Pourtant une vraie démocratie nécessite de se fédérer autour de projets réellement communs, sinon on va vers la guerre civile ou vers des formes édulcorées de celle-ci. Chez certaines tribus amérindiennes, les décisions étaient prises à l'unanimité : on se parlait jusqu'à ce que chacun soit intimement convaincu que l'on avait abouti à la meilleure décision pour tous. Ici, trop souvent, le leader le plus charismatique rallie autour de lui que ses idées soient bonnes ou mauvaises, simplement parce qu'il est est sécurisant.

Apprenons plutôt à argumenter solidement pour ne pas nous laisser endoctriner par des manipulateurs.

Et comme une partie de nos problèmes sociétaux est causée par des manques de dialogue et de réflexion, débattons vraiment, par exemple en ayant recours aux protocoles suivants, qui permettent que les débats ne tournent pas autour d'interlocuteurs envahissants et qu'ils débouchent plus facilement sur des actes.

Les débats de compétition (!)


Ce protocole fut utilisé dans certaines classes de langue dans les années 2000, donnant même lieu à des concours internationaux.

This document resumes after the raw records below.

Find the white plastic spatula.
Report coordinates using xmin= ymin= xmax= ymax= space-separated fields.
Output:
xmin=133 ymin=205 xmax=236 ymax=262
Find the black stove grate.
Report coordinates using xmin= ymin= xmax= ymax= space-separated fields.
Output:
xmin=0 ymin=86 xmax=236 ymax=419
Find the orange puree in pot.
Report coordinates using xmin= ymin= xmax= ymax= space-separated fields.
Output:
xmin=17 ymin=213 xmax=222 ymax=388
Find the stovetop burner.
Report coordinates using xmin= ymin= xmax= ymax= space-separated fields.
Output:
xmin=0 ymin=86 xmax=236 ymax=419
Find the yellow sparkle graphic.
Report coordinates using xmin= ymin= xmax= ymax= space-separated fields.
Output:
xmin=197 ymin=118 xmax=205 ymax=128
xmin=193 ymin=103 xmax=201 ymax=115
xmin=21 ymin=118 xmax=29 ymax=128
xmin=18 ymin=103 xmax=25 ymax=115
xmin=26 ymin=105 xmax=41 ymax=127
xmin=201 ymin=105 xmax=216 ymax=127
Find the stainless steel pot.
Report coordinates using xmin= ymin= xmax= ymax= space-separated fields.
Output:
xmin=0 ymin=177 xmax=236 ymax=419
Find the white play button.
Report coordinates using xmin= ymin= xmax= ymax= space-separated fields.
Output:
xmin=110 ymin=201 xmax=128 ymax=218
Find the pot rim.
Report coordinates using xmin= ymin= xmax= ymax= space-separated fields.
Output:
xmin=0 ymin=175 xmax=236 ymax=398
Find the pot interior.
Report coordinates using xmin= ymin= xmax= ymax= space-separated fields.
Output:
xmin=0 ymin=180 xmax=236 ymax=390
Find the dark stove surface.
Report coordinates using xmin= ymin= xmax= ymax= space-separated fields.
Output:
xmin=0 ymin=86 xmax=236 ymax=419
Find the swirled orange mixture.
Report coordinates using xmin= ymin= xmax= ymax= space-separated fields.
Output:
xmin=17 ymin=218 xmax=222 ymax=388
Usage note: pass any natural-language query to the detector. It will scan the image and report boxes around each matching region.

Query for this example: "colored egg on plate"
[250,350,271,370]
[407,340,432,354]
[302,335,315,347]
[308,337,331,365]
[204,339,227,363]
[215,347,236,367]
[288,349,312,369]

Ils ne semblent guère plus être pratiqués alors qu'ils permettent de développer empathie et pensée complexe.

On part d'une affirmation ferme, par exemple : "le voile devrait être interdit". Le sujet doit être choisi de manière à pouvoir induire des arguments pour et contre d'une égale richesse.

L'animateur, qui peut ensuite jouer le rôle de l'arbitre, explique ce qui est attendu et les qualités qui vont permettre de faire remporter la compétition à son équipe ou d'être médaillé. Les critères peuvent concerner la prise de parole : chacun doit s'exprimer, le débit doit permettre d'être compris mais de ne pas ennuyer, le ton doit être expressif, l'humour peut être valorisé. On peut prioriser la qualité relationnelle : écouter les autres, ne pas s'autoriser d'attaques personnelles, prendre sa place, ne pas prendre toute la place. Ils peuvent se focaliser sur la qualité d'argumentation : cohérence, rationalité, syllogismes, hors-sujet, etc... Si le débat est utilisé pour faire parler une langue étrangère, le professeur énonce les critères linguistiques qui vont être retenus : débit, prononciation, grammaire, richesse du vocabulaire. Il consacre également un temps à la présentation du vocabulaire spécifique au sujet du débat et fournit une banque d'expressions ou de points de grammaire qui permettent d'exprimer ses idées.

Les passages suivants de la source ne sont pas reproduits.